Up Sucker Creek

Up Sucker Creek
Photo Courtesy of the Lake Oswego Library

Thursday, January 1, 2015

Croney Capitalism in the U.K.

There's nothing new in the subsidy-scam business.  If someone is handing out money, there will be people lining up to take it.  The trouble is, it's our money!

The Guardian; John Vidal, Environmental Editor, February 28, 2012

Wind turbines bring in 'risk-free' millions for rich landowners

The windfarm at Doune in Perthshire forms a backdrop to Stirling Castle. Photograph: Alamy

The boom in onshore wind power, likened to a "new industrial revolution", is being dominated by a small number of private landowners who will share around £1bn in rental fees over the next eight years.
According to agents in Scotland and Wales, competition for suitable land is escalating rents. Landowners can expect to be paid 5-6% of the annual turnover of windfarms, or around £40,000 a year for each large 3MW turbine. "They see windfarms as a new farm subsidy but they do not have to take any risk," said one agent. "Only 60% of development applications may go through, but the returns if they do get built are enormous."

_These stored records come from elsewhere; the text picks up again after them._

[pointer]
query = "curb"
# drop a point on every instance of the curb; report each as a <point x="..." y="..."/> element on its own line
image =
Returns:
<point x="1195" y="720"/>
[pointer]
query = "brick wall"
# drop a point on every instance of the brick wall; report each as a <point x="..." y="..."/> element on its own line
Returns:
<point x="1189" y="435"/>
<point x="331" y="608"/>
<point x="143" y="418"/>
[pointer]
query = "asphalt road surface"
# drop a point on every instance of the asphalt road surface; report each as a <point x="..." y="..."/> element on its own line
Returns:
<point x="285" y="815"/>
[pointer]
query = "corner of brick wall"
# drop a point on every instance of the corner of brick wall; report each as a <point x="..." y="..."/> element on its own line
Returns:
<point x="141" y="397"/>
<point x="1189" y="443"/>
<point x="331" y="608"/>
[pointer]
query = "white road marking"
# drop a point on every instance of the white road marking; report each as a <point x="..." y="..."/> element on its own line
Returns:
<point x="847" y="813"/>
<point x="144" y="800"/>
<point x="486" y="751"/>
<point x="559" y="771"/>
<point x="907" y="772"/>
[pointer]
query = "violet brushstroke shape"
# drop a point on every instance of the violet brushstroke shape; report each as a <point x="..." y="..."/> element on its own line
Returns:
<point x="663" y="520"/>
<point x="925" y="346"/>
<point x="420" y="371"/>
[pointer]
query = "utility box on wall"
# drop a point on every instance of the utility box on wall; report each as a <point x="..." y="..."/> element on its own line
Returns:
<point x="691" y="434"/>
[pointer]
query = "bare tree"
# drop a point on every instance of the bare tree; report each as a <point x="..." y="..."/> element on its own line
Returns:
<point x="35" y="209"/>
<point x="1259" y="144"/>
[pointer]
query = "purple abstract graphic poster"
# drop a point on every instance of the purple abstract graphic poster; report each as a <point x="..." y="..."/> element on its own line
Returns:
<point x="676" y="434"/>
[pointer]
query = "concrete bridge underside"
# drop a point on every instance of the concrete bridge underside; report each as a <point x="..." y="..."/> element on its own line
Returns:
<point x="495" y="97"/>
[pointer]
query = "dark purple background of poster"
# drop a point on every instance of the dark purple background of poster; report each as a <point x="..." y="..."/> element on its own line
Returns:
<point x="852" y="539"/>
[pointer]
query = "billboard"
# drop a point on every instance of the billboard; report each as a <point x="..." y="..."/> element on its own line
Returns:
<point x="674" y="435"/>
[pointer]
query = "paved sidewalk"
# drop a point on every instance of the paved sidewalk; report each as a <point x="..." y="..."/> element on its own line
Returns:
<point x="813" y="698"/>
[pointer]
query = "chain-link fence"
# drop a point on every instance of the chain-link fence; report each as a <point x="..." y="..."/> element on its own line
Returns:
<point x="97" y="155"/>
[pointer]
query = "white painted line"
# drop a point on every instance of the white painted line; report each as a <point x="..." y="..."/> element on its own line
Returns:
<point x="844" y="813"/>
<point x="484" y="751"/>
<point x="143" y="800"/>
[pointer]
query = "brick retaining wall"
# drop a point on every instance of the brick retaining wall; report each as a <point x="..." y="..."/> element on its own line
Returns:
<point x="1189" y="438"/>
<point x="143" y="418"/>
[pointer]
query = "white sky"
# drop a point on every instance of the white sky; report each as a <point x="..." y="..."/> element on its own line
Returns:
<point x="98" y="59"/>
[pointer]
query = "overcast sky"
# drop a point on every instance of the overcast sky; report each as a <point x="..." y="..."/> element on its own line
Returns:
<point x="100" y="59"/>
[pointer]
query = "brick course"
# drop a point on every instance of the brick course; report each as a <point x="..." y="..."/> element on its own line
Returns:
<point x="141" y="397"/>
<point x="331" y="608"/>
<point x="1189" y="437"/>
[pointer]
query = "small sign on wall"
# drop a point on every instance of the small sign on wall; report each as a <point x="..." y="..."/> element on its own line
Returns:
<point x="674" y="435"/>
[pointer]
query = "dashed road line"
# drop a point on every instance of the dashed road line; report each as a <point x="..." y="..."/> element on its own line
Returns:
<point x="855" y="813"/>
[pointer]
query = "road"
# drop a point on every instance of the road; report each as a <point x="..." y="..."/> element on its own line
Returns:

In return, landowners are offering communities around £1,000 per MW installed, according to RenewableUK, the wind industry trade body, in compensation for what some consider visual pollution and other disturbances such as lack of access.

"Opposition is growing as the applications flood in. We cannot keep up with the proposals," said Kim Terry from the campaign group Communities Against Turbines Scotland. "I know of 60 groups fighting windfarms in Scotland alone. The tiny bit of money being offered to communities are  
nothing but bribes. The landowners or developers decide what the money is spent on. We gain nothing, but our properties are devalued and the land is devastated."

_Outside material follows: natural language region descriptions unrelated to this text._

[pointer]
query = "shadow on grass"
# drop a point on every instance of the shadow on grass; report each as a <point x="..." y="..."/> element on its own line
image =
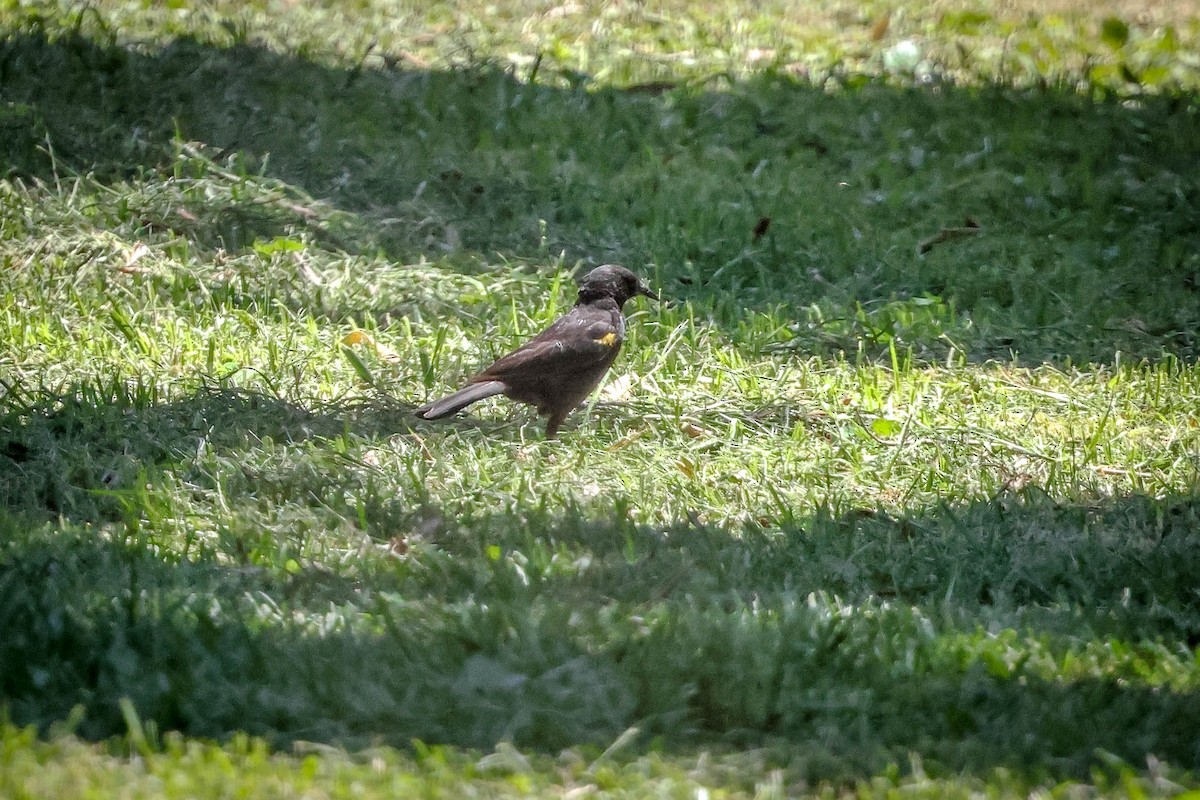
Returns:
<point x="1018" y="632"/>
<point x="1083" y="238"/>
<point x="79" y="453"/>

The academic and land reformist Alastair McIntosh said: "Landowners have woken up to the fact they can make a heck of lot of money at the expense of those who have lived there for generations. There is a world of difference between a windfarm controlled by a local community and one imposed from outside by a landowner and a multinational company. The people benefiting are the ones who have always worked the subsidy system."

  See also:
The Guardian; Rob Edwards, February 28, 2012

Scotland's spectacular scenery 'being wrecked by windfarm vultures'


Critics say turbines are scarring beautiful, unspoilt country and multi-millionaires are benefiting most from the developments. 

Scotland's spectacular mountain scenery is being wrecked by "windfarm vultures" making millions on the back of government subsidies, an environmental group says.